While I was at UM, I took several poetry writing courses with Ken Mikolowski, who was not only a writing instructor but the editor of The Alternative Press with his wife Ann Mikolowski. I might have, but I don't remember meeting Ann. The Alternative Press was quite something. Each issue came in a manila envelope and was stuffed with postcards and bumper stickers and so on, all with poems printed on them. There were also usually one or two one-of-a-kind postcards where the poets would do a little doodle or drawing and personalize each one. More on the Alternative Press can be found here. I managed to subscribe for two years (4 issues) but then between my perpetual moving from state to state and the poor state of the internet at that time, my subscription lapsed. Maybe in a future post, I'll reveal some of the hidden gems from those issues.

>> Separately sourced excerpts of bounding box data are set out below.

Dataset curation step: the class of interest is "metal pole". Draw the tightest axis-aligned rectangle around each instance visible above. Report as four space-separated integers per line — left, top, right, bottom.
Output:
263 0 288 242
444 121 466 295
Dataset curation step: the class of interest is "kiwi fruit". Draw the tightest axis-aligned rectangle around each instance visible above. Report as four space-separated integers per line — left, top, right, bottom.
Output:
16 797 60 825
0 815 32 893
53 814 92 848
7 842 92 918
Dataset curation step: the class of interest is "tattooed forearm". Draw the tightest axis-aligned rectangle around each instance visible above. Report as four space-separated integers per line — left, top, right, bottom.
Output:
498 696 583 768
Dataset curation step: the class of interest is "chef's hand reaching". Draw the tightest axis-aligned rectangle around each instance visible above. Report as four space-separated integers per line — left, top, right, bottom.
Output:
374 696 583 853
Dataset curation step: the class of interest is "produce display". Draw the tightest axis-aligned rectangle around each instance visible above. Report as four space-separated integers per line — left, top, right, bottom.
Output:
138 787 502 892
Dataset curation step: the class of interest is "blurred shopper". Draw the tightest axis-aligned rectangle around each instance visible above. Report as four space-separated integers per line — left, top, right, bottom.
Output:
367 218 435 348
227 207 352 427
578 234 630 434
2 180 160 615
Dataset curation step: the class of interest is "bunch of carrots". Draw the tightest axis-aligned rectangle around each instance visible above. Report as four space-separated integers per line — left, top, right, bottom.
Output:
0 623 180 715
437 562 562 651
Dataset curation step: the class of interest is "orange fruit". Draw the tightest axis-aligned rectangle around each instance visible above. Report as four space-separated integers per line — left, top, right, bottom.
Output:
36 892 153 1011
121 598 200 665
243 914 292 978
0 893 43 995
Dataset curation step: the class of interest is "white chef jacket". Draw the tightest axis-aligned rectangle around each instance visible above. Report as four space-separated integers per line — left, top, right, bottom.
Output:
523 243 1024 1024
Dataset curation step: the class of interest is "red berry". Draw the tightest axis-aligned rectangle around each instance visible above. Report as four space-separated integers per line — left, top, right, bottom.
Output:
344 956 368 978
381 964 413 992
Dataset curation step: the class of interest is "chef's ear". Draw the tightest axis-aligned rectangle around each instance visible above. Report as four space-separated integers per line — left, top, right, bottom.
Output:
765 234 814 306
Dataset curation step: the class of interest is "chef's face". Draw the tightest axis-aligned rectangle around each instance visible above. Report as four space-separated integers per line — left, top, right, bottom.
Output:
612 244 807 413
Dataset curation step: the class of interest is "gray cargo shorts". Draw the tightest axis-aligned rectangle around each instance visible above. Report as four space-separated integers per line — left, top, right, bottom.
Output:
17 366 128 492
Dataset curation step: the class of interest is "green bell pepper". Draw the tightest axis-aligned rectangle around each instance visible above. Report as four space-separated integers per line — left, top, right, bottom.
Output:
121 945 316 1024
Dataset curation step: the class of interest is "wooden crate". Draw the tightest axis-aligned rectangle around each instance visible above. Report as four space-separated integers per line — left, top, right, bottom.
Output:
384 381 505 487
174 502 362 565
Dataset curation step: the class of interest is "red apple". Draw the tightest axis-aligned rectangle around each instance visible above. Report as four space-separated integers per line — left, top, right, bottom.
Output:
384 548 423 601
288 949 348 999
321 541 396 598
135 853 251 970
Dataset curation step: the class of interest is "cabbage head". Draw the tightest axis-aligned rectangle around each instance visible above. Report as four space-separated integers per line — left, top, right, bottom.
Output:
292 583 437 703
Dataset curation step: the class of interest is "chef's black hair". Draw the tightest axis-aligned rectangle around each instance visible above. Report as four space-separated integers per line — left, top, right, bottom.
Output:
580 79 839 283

At any rate, Ken did seem to have connections to most of the active major poets in the US. He brought Jim Gustafson and John Sinclair in for readings, and I believe he was somehow involved in the Allen Ginsberg/Jim Carroll reading. I believe that every couple of years Faye Kicknosway came in for a reading, but it was just not to be. I never saw her read. The last I heard she had moved to Hawaii and largely given up writing (or at least publishing new pieces**), so the odds of ever seeing her read live are quite remote at this point. In some ways, she is probably the most interesting poet that I would only have found out about through taking Ken's class. I would eventually have encountered Jim Carroll and Ted Berrigan (another somewhat obscure poet that Ken championed) on my own but probably not Fay Kicknosway. As I was prepping to write this post, I decided that I probably ought to pick up more of her chapbooks, as she did most of the illustrations. I already owned A Man is a Hook. Trouble, Nothing Wakes Her and The Cat Approaches, along with her selected poems Mixed Plate.

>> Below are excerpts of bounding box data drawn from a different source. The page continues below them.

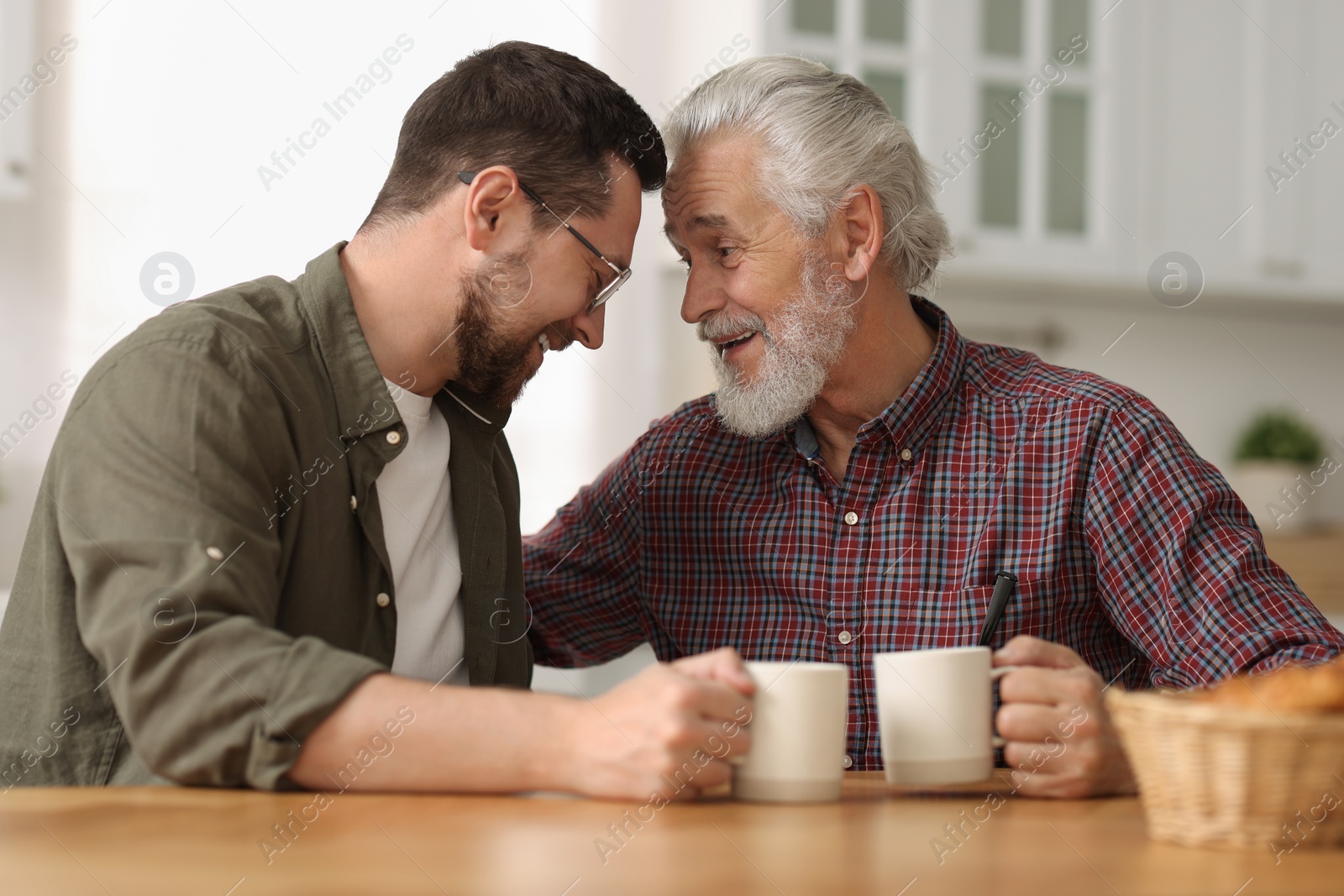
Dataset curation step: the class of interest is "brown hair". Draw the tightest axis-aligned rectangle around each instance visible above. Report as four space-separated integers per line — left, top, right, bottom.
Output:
361 40 667 228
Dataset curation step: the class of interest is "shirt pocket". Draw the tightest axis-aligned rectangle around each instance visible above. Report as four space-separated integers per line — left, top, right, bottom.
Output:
863 576 1073 652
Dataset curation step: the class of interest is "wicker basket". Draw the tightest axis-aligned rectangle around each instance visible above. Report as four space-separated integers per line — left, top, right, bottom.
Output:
1106 688 1344 854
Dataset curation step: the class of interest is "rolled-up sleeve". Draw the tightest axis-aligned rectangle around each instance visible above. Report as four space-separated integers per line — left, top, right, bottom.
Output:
55 340 385 789
1086 399 1344 688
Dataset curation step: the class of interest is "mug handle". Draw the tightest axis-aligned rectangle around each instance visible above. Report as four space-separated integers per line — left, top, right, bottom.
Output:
990 666 1021 748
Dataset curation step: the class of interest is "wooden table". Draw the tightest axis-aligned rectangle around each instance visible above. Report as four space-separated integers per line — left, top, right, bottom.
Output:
0 773 1344 896
1265 527 1344 619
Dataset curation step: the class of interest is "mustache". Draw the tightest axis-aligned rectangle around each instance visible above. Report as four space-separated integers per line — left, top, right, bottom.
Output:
543 324 575 352
695 312 770 343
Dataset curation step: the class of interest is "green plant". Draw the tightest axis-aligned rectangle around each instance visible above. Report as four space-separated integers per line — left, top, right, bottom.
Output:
1236 411 1324 464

I had had an earlier selected volume (All These Voices), and recently I realized there are several poems in All These Voices that are not in Mixed Plate, but I had given All These Voices away to a friend. Now it's possible that with the individual chapbooks, I am not really missing any poems, but I decided I would go ahead and re-order All These Voices, along with She Wears Him Fancy in Her Night Braid, The Violence of Potatoes and Asparagus, Asparagus, Ah Sweet Asparagus. In a couple of cases, these were actually signed editions, so I'll have a very good Kicknosway collection when this is all said and done, even though I never did have the chance to go to a reading and have her sign my book personally.
* And Grace Paley reading a short story or two, though she is not really known for her poetry these days, despite being a fine poet.
** And then I ran across these poems, so I guess she is still in the game after all.